Nasza Loteria NaM - pasek na kartach artykułów

Jasienica. Pożar domu jednorodzinnego w pow. bielskim. Nie żyje ok. 55-letni mężczyzna. Strażacy natrafili na zwęglone zwłoki podczas akcji

Piotr Chrobok
Piotr Chrobok
KM PSP w Bielsku-Białej
Ok. 55-letni mężczyzna zginął pożarze domu jednorodzinnego w Jasienicy (pow. bielski). Na jego zwęglone zwłoki podczas akcji gaśniczej natrafili strażacy. Wcześniej, przed przybyciem na miejsce strażaków, samodzielnie ewakuowało się z niego sześciu innych lokatorów.

Tragiczny pożar domu jednorodzinnego w Jasienicy

Tragiczny finał miał pożar domu, do którego doszło w niedzielę, 27 marca w Jasienicy (pow. bielski).
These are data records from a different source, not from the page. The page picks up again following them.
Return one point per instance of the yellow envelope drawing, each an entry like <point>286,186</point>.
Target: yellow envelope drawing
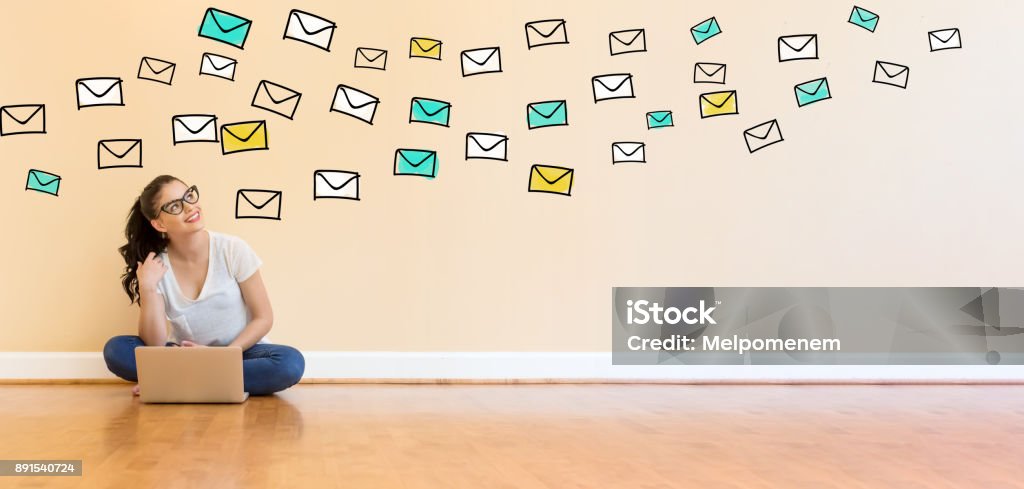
<point>244,136</point>
<point>718,103</point>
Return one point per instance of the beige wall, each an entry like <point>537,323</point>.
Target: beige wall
<point>878,186</point>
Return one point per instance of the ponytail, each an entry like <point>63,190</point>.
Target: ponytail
<point>142,237</point>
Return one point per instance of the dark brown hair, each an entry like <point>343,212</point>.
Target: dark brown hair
<point>142,237</point>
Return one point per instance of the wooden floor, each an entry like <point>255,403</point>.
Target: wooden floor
<point>558,436</point>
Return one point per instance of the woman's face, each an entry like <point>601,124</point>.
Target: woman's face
<point>187,221</point>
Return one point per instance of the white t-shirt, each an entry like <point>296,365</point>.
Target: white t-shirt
<point>219,314</point>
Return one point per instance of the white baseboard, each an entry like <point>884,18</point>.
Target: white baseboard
<point>524,365</point>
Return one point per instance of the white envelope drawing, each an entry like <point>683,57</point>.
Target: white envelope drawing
<point>763,135</point>
<point>891,74</point>
<point>633,40</point>
<point>944,39</point>
<point>617,85</point>
<point>217,65</point>
<point>195,128</point>
<point>354,102</point>
<point>478,61</point>
<point>709,73</point>
<point>629,151</point>
<point>804,46</point>
<point>484,145</point>
<point>312,30</point>
<point>336,184</point>
<point>98,91</point>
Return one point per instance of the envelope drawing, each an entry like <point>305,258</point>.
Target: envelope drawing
<point>944,39</point>
<point>659,119</point>
<point>257,204</point>
<point>428,110</point>
<point>425,47</point>
<point>812,91</point>
<point>41,181</point>
<point>244,136</point>
<point>217,65</point>
<point>607,87</point>
<point>709,73</point>
<point>94,92</point>
<point>864,18</point>
<point>119,153</point>
<point>26,119</point>
<point>803,46</point>
<point>549,179</point>
<point>355,103</point>
<point>479,61</point>
<point>276,98</point>
<point>631,40</point>
<point>156,70</point>
<point>891,74</point>
<point>484,145</point>
<point>224,27</point>
<point>309,29</point>
<point>718,103</point>
<point>547,114</point>
<point>371,58</point>
<point>421,163</point>
<point>628,151</point>
<point>706,30</point>
<point>762,135</point>
<point>546,33</point>
<point>195,128</point>
<point>336,184</point>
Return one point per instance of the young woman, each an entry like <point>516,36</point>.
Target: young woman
<point>213,294</point>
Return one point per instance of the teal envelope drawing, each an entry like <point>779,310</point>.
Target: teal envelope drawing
<point>421,163</point>
<point>429,112</point>
<point>547,114</point>
<point>706,30</point>
<point>864,17</point>
<point>43,182</point>
<point>659,119</point>
<point>224,27</point>
<point>813,91</point>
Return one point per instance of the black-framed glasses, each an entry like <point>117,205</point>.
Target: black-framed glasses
<point>176,206</point>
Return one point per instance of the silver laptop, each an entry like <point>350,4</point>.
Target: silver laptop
<point>183,374</point>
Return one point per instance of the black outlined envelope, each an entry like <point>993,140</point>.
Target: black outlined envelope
<point>195,128</point>
<point>891,74</point>
<point>632,40</point>
<point>276,98</point>
<point>217,65</point>
<point>257,204</point>
<point>354,102</point>
<point>629,151</point>
<point>709,73</point>
<point>336,184</point>
<point>944,39</point>
<point>481,60</point>
<point>119,153</point>
<point>546,33</point>
<point>156,70</point>
<point>607,87</point>
<point>802,46</point>
<point>25,119</point>
<point>309,29</point>
<point>763,135</point>
<point>485,145</point>
<point>371,58</point>
<point>93,92</point>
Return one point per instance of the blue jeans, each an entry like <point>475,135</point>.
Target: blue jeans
<point>266,368</point>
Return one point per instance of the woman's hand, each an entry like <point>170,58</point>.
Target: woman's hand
<point>150,272</point>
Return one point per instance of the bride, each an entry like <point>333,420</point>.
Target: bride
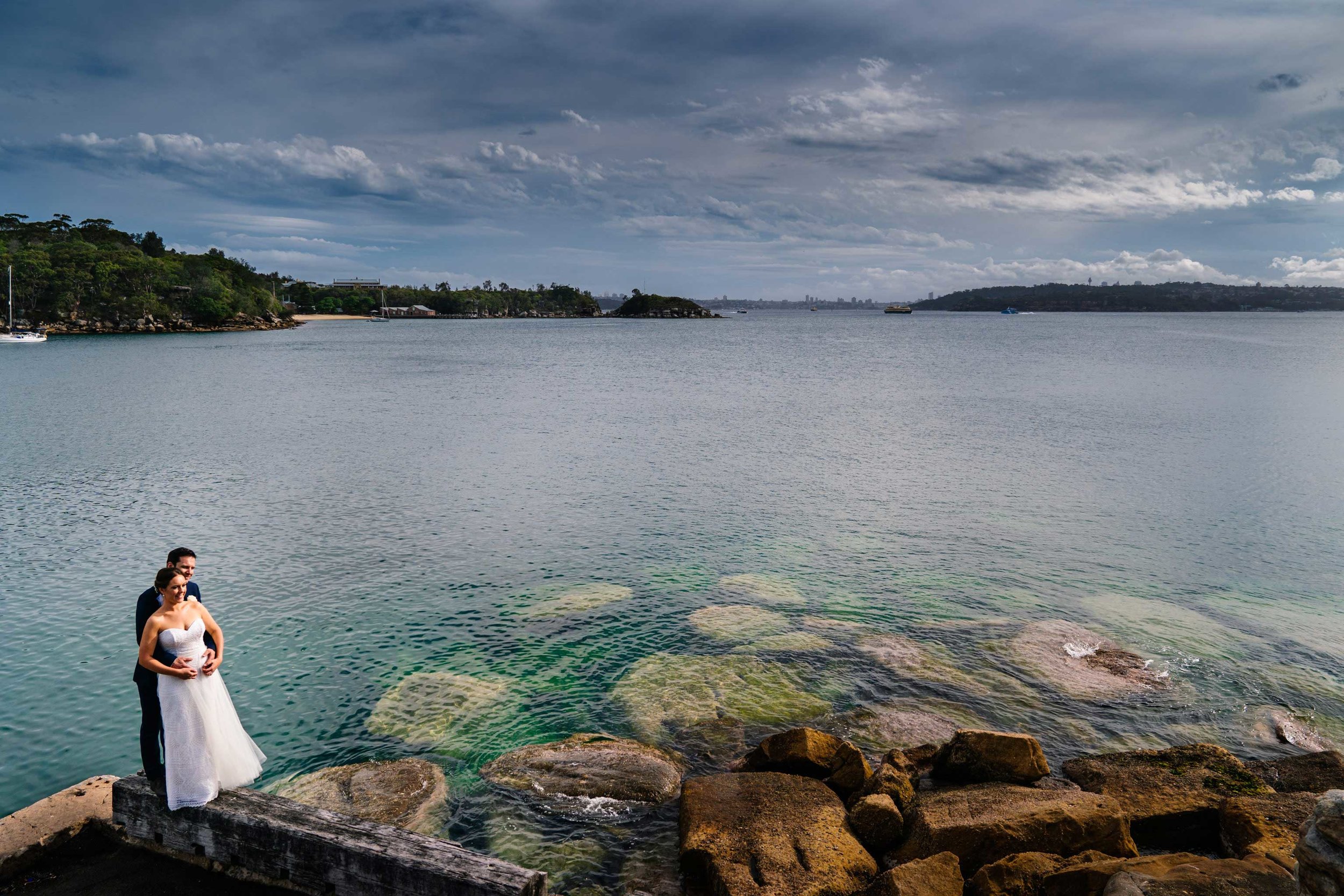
<point>205,744</point>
Około godziny 6:25 do dyżurnego straży pożarnej w Bielsku-Białej wpłynęło zgłoszenie z Wojewódzkiego Centrum Powiadamiana Ratunkowego o palącym się budynku jednorodzinnym przy ul. Nad Strumieniem.

- Na miejsce zadysponowano trzy zastępy Państwowej Straży Pożarnej. Interweniowały także trzy zastępy OSP - informuje oficer dyżurny z KM PSP w Bielsku-Białej.

Gdy strażacy przybyli na miejsce, dom był objęty ogniem. Ten rozprzestrzeniał się bardzo szybko. Z parteru, gdzie wybuchł zdążył przenieść się na poddasze.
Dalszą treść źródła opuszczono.